Hacker News new | ask | show | jobs
by onlyrealcuzzo 27 days ago
Well, AI costs are definitely going to go down at least 90% in the next ~18 months for the same quality of output (and probably 90% again in the 24 months after).

Are you sure it's going to make sense to pay someone to do that moving forward?

I don't think it's worth it now, by the way.

It's definitely not going to be worth it in the near future.

Can we even blink for $0.002? What happens when the next 90% increase in efficiency happens??

4 comments

> Well, AI costs are definitely going to go down at least 90% in the next ~18 months for the same quality of output (and probably 90% again in the 24 months after

As far as I can see, token costs have been steadily increasing over the past few months, so I’m not sure that buying the hype that another 90% cost reduction is just around the corner is warranted.

Doesn’t seem like token costs, specifically, are increasing.

Opus cut its token pricing by 66% 6 months ago and it had previously been that higher price consistently for a year and a half (since that model launch).

GPT’s latest model is harder to track since it’s not named, but it’s historically inline with its history.

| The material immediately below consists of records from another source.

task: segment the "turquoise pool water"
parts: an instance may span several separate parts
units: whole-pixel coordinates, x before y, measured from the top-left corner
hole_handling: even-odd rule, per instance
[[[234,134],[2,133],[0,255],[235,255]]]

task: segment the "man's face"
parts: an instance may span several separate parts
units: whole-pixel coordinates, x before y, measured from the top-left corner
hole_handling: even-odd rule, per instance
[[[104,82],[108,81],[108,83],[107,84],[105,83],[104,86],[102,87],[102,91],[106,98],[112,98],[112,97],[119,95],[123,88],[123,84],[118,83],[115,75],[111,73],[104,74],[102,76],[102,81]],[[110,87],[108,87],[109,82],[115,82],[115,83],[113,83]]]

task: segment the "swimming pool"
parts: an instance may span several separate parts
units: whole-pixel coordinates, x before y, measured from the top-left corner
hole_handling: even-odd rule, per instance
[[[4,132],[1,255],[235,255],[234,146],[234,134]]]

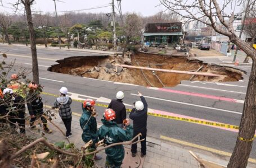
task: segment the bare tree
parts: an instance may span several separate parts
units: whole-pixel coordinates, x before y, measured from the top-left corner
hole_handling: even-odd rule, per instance
[[[47,38],[46,32],[49,29],[51,25],[51,16],[49,13],[42,15],[41,13],[39,14],[34,14],[34,26],[38,27],[42,31],[44,45],[47,48]]]
[[[123,51],[123,57],[129,41],[132,38],[140,36],[142,29],[142,22],[141,17],[133,13],[127,14],[124,17],[124,24],[123,25],[123,32],[126,38],[126,43]]]
[[[253,6],[253,8],[248,11],[247,18],[245,21],[244,25],[244,33],[251,38],[250,45],[253,46],[253,44],[256,38],[256,6]],[[249,57],[246,56],[244,63],[249,62]]]
[[[241,40],[235,34],[232,23],[234,12],[227,13],[228,9],[235,11],[235,7],[246,0],[229,0],[218,2],[217,0],[159,0],[171,11],[187,21],[197,20],[211,26],[217,32],[228,36],[231,41],[251,58],[253,65],[249,79],[247,93],[240,124],[238,137],[228,167],[246,167],[252,147],[256,127],[256,50]],[[249,8],[255,5],[251,1]],[[219,1],[218,1],[219,2]],[[238,4],[237,3],[239,3]],[[220,3],[221,3],[221,4]],[[205,21],[204,17],[208,19]],[[222,25],[223,29],[221,29]]]
[[[68,48],[69,49],[70,27],[72,26],[70,15],[68,13],[65,13],[64,15],[60,16],[59,17],[60,18],[60,26],[67,37]]]
[[[9,39],[8,34],[8,29],[12,24],[11,17],[10,15],[5,14],[3,12],[0,13],[0,26],[3,29],[3,32],[5,34],[6,40],[8,44],[11,44],[11,41]]]
[[[33,22],[32,20],[32,14],[31,12],[31,6],[35,0],[17,0],[16,3],[14,4],[17,9],[19,5],[23,4],[25,7],[25,11],[26,14],[26,20],[29,27],[29,32],[30,38],[30,49],[32,55],[32,72],[33,81],[35,83],[38,84],[39,72],[38,72],[38,62],[37,61],[37,46],[35,44],[35,32],[34,30]]]

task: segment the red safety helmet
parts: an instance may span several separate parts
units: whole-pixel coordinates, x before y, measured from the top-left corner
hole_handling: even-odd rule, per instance
[[[104,116],[106,120],[111,121],[115,119],[115,112],[111,109],[105,110]]]
[[[38,87],[38,86],[37,86],[37,85],[34,82],[30,83],[29,85],[29,88],[30,89],[36,90]]]
[[[18,76],[17,75],[17,74],[12,74],[11,76],[11,78],[12,80],[16,80],[18,78]]]
[[[85,108],[86,106],[92,107],[94,106],[95,105],[95,101],[90,99],[86,99],[83,103],[83,106],[84,108]]]

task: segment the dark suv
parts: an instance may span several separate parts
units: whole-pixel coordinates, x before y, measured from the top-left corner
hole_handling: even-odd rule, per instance
[[[210,50],[210,45],[206,43],[202,43],[199,44],[198,49],[200,50]]]

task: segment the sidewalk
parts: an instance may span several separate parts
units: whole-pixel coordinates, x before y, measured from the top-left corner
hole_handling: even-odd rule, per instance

Not to mention what’s happening with other models like DeepSeek, GLM, and Kimi.

It seems to me the bigger change in costs is based on token appetite. People are discovering agentic capabilities are stronger than they used to be and use cases have broadened because of that. They’ll eventually discover too that these alternative models offer 95% of the intelligence at 20% of the price.

Is the price reduction in the room with us right now?
On local models that cost power (post initial hardware cost), makes sense. My work is building this out and I think it's solid. But until we can use our own hardware and local models the long term cost is a big question mark.
Would like to know where that 90% number comes from, and if it matches historical trend.
https://www.reddit.com/r/LocalLLaMA/comments/1gpr2p4/llms_co...

See Chart 13 here: https://www.rdworldonline.com/ais-great-compression-20-chart...

See here: https://epoch.ai/data-insights/llm-inference-price-trends

LLMs are so comically inefficient compared to the human brain that it is pretty easy to imagine this trend continuing for several more 90% drops.

If LeCun's JEPA or GRAM turn out to be a thing, we could see a 3-4 order of magnitude drop in a single release cycle / generation.

Keep in mind that performance per watt on the hardware side - at the same time - is still doubling every ~24 months - and this doesn't factor that in.